Kaeser Da halte ich mich raus. Wir brauchen grundsätzlich eine Politik, die mehr auf die nachhaltige Lösung besonders von strukturellen Herausforderungen setzt als auf schnelle Wahlerfolge. In diesem Sinne war Gerhard Schröder mit der Agenda 2010 ein Vorbild.

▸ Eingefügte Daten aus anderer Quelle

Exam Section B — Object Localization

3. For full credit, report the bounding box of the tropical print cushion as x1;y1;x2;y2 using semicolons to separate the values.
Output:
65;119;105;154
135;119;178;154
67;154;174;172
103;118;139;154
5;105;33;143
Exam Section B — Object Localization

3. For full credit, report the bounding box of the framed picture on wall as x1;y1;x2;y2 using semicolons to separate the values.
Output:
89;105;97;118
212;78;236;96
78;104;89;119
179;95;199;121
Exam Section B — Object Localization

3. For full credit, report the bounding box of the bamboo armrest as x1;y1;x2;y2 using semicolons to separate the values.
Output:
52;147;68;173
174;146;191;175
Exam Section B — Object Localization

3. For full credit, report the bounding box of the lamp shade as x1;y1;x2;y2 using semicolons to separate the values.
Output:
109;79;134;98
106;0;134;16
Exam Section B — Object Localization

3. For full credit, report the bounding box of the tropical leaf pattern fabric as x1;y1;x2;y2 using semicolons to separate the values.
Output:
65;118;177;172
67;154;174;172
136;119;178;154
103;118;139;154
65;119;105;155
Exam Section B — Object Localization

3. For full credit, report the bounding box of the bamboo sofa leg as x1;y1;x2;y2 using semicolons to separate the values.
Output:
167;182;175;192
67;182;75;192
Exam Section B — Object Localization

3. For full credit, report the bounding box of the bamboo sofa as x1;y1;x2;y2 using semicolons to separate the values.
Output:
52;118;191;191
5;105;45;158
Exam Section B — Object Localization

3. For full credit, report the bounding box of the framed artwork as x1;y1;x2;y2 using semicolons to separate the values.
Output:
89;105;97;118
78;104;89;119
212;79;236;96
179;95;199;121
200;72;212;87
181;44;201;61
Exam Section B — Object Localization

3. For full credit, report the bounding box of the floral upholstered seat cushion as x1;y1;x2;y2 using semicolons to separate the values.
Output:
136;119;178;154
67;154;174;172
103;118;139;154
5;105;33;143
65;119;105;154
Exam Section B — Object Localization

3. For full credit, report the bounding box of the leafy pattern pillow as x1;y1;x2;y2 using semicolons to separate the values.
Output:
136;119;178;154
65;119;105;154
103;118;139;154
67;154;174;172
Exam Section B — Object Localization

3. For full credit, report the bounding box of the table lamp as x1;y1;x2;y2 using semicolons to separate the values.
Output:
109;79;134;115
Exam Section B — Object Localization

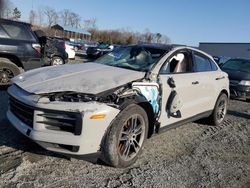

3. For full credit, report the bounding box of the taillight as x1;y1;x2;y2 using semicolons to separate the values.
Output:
32;44;41;54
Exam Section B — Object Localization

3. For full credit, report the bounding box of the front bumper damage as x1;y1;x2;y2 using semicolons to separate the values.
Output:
7;85;119;155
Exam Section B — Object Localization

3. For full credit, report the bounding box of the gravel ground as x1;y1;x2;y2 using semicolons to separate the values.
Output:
0;88;250;188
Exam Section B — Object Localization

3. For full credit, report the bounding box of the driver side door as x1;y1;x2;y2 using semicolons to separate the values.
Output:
159;50;205;127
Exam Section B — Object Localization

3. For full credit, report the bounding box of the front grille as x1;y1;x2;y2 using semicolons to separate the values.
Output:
37;111;82;135
9;96;34;128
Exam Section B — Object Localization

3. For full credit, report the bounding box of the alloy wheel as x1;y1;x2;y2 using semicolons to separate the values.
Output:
0;68;14;84
118;114;145;161
216;99;227;123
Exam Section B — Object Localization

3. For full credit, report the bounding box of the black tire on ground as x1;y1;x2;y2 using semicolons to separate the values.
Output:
209;93;228;126
51;56;64;66
101;104;148;167
0;58;22;86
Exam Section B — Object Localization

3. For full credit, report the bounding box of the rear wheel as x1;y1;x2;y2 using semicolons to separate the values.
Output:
102;105;148;167
209;93;228;126
0;58;21;86
51;56;64;66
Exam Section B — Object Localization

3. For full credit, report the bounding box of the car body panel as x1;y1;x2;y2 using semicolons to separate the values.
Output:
13;63;145;94
7;47;229;155
221;59;250;100
7;86;120;155
0;19;43;70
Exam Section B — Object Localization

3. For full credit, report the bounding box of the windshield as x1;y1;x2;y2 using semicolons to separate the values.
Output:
96;46;166;72
222;59;250;72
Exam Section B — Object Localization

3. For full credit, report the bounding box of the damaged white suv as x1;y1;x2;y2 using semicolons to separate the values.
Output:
7;44;229;167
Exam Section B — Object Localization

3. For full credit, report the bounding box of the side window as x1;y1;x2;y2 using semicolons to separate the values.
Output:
1;23;34;40
210;60;218;71
160;52;192;74
0;25;9;38
193;54;212;72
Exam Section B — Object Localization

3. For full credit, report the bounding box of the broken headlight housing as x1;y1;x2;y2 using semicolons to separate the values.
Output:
48;92;116;103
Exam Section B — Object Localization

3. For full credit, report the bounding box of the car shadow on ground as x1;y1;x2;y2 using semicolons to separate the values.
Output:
227;110;250;120
0;118;69;159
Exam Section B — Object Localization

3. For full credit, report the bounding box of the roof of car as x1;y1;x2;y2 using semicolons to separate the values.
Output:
0;18;31;26
137;43;185;51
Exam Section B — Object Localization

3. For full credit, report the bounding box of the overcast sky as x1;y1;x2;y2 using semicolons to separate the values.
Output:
11;0;250;46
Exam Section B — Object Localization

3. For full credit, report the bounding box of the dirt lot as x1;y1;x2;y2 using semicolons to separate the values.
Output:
0;65;250;188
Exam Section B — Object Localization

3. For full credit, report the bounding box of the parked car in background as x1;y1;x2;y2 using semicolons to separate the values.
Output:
221;58;250;102
7;44;229;167
213;56;231;67
65;41;76;59
0;19;44;86
34;30;68;66
86;44;117;59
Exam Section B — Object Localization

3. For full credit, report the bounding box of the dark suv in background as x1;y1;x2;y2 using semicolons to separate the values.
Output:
0;19;68;86
0;19;44;85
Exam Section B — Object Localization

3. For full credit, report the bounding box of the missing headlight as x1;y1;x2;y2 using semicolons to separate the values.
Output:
49;92;117;103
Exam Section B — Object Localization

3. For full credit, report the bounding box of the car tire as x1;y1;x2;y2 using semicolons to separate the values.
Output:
0;58;22;86
101;104;148;167
51;56;64;66
209;93;228;126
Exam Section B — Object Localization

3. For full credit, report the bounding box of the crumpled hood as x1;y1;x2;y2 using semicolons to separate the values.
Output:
12;63;145;94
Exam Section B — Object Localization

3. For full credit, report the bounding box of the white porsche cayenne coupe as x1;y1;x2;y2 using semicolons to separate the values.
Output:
7;44;229;167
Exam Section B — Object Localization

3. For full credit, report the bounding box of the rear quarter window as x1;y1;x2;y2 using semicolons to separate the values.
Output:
0;23;35;41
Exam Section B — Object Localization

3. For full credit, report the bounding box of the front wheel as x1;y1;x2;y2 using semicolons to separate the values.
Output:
101;105;148;167
209;93;228;126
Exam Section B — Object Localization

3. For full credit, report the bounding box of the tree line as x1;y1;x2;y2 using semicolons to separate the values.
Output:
0;0;170;44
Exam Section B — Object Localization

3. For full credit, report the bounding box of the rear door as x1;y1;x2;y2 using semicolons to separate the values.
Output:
159;50;207;127
192;51;222;111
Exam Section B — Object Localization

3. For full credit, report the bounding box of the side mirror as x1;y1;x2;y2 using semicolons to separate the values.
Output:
38;36;47;45
168;77;176;88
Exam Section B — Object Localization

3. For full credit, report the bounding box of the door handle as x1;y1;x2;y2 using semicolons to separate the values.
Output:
215;76;225;80
192;81;199;85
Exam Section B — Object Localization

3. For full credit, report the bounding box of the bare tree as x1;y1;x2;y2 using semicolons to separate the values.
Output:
60;9;71;26
83;18;97;31
12;7;21;20
69;12;81;28
43;7;59;27
37;8;44;26
156;33;162;43
29;10;37;25
0;0;13;19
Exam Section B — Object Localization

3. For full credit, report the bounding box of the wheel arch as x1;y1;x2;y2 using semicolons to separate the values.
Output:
50;54;65;64
137;102;155;138
120;97;156;138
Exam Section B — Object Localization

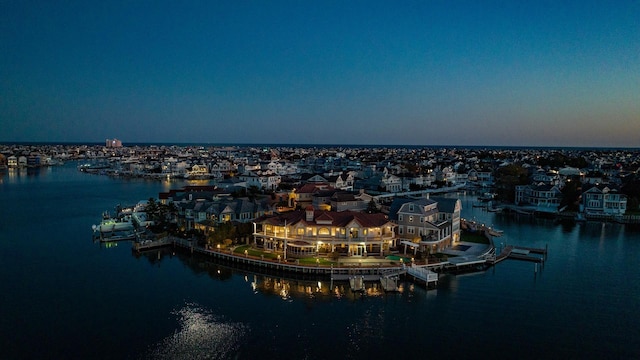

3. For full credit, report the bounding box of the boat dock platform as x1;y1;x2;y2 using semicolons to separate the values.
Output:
406;264;438;286
349;276;364;292
487;245;547;265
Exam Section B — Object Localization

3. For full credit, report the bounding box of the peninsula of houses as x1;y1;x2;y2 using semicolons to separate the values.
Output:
0;139;640;283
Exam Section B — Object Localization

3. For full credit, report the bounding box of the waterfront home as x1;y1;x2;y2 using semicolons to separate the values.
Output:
238;170;281;190
515;184;563;212
289;182;334;208
7;155;18;168
580;185;627;215
330;191;369;211
389;197;462;254
253;206;396;259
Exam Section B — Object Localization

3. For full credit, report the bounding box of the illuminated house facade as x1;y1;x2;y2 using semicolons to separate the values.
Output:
253;206;396;259
395;198;462;253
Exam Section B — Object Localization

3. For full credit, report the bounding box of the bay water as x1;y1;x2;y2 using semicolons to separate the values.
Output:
0;162;640;359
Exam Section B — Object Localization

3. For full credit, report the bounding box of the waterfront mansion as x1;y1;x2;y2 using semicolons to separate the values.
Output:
389;197;462;254
253;198;462;258
253;205;396;259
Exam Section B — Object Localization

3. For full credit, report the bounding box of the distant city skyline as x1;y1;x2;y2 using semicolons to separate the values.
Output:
0;1;640;147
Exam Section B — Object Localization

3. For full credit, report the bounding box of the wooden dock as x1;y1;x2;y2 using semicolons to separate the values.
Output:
487;245;547;265
380;276;398;292
349;276;364;292
406;264;438;286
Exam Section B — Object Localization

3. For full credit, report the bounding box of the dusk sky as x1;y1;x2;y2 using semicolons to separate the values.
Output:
0;0;640;147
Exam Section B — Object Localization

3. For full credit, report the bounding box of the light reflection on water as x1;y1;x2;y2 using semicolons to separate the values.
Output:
144;303;249;359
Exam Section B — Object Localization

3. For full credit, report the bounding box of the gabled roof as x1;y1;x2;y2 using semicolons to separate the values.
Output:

Wohin soll sich Europa entwickeln?

Kaeser Das heutige Europa leidet besonders unter zwei Dingen: mangelnde Binnennachfrage, also Konsum, und dem Fehlen von Rohstoffen. Diese beiden Elemente sind neben Indutrie-Know how die wichtigsten Elemente von intakten Volksiwrtschaften. Damit kann man dann auch Verschuldungen wieder in den Griff kriegen. Wir müssen deshalb aus meiner Sicht Europa mehr nach Osten öffnen: Die dortigen Volkswirtschaften bieten hochgradige Binnennachfrage, fördern Infrastrukturwachstum und vor allem Russland ist ein rohstoffreiches Land. Wir in Deutschland haben dagegen wenig Konsum-Bedarf und kaum Rohstoffe. Unsere entscheidende Stärke sind unsere Talente und unsere Innovationen. Deshalb bietet die mittelfristige Öffnung Europas, etwa in Richtung Polen, der Türkei und Russland eine einmalige Chance mit den politischen und wirtschaftlichen Supermächten Amerika und China auf Augenhöhe mitzuhalten und die Zukunft Europas nachhaltig zu gestalten und den Wohlstand in Europa gegen die aufstrebenden Entwicklungsländer zu verteidigen. Diese historische Chance sollte man sich nicht leichtfertig entgehen lassen.

Das Gespräch führten Antje Höning, Reinhard Kowalewsky, Horst Thoren und Georg Winters.